10. 輕微搖動瓶，使上清表面形成的表層松動，將上清和表層倒入冷的攪切機中。

11. 用少量細胞核洗滌緩沖液重懸片狀沉淀，用甲基綠染色后在光學顯微鏡下仔細觀察小量、檢測大核和小核的數量。

12. 將片狀沉淀收集到試管中，標記為 Pn。

13. 高速攪切上清 20 秒，用較高速度離心 5 分鐘。

14. 收集上清，在細胞核洗滌緩沖液中重懸片狀沉淀，按照步驟 11 檢測細胞核。

15. 重復攪切和離心，提高離心速度，分析每次的片狀沉淀，直到沉淀中幾乎沒有大核為止。

16. 當最后觀察的片狀沉淀中小核為大多數時，高速攪切上清 20 秒，用吊桶式轉頭在 0~4℃ 于 5000 g 離心 5 分鐘。
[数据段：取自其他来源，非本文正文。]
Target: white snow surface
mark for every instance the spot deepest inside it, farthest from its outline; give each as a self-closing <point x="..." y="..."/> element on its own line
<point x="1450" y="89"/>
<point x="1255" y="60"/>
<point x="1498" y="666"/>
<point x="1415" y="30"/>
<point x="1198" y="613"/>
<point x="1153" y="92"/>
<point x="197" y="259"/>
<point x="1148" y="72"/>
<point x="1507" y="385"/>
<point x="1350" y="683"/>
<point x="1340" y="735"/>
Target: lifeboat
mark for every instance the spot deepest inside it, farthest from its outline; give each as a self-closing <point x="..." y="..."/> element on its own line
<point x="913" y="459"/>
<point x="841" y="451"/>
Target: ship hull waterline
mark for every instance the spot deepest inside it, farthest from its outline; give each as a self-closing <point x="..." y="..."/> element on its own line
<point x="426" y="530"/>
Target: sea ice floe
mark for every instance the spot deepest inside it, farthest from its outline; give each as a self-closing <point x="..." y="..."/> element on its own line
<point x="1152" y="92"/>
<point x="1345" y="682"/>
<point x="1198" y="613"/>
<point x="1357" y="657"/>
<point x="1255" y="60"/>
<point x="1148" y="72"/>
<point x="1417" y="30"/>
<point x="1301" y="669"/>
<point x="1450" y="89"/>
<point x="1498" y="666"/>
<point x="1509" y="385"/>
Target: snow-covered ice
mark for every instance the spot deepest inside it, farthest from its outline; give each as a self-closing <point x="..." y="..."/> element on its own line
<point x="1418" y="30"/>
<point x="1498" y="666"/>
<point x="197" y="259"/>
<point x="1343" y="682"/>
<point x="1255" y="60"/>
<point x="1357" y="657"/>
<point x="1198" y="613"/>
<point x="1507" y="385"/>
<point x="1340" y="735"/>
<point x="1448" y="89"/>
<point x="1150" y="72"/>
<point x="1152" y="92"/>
17. 收集上清，將片狀沉淀懸于細胞核洗滌緩沖液中，按照步驟 11 檢測片狀沉淀。

計數分離的細胞核總數

18. 集中適當的含有大核的片狀沉淀；小核也同樣。用細胞核洗滌緩沖液重懸核于適當的體積內。

19. 用甲基綠稀釋少量的大核或小核。用分光光度計計數細胞核數量，計算基于起始細胞的數目。假定生長或饑餓過程中每個細胞有一個大核和一個小核；接合過程中每個細胞的細胞核數量依賴于所處階段有很大變化。

20. 當大核和/或小核收量合適，可在 0~4℃ 于 2000 g 離心 5 分鐘收獲細胞核。

21. 在少量細胞核洗滌緩沖液中重懸細胞核，用小離心管離心 5 分鐘洗滌細胞核。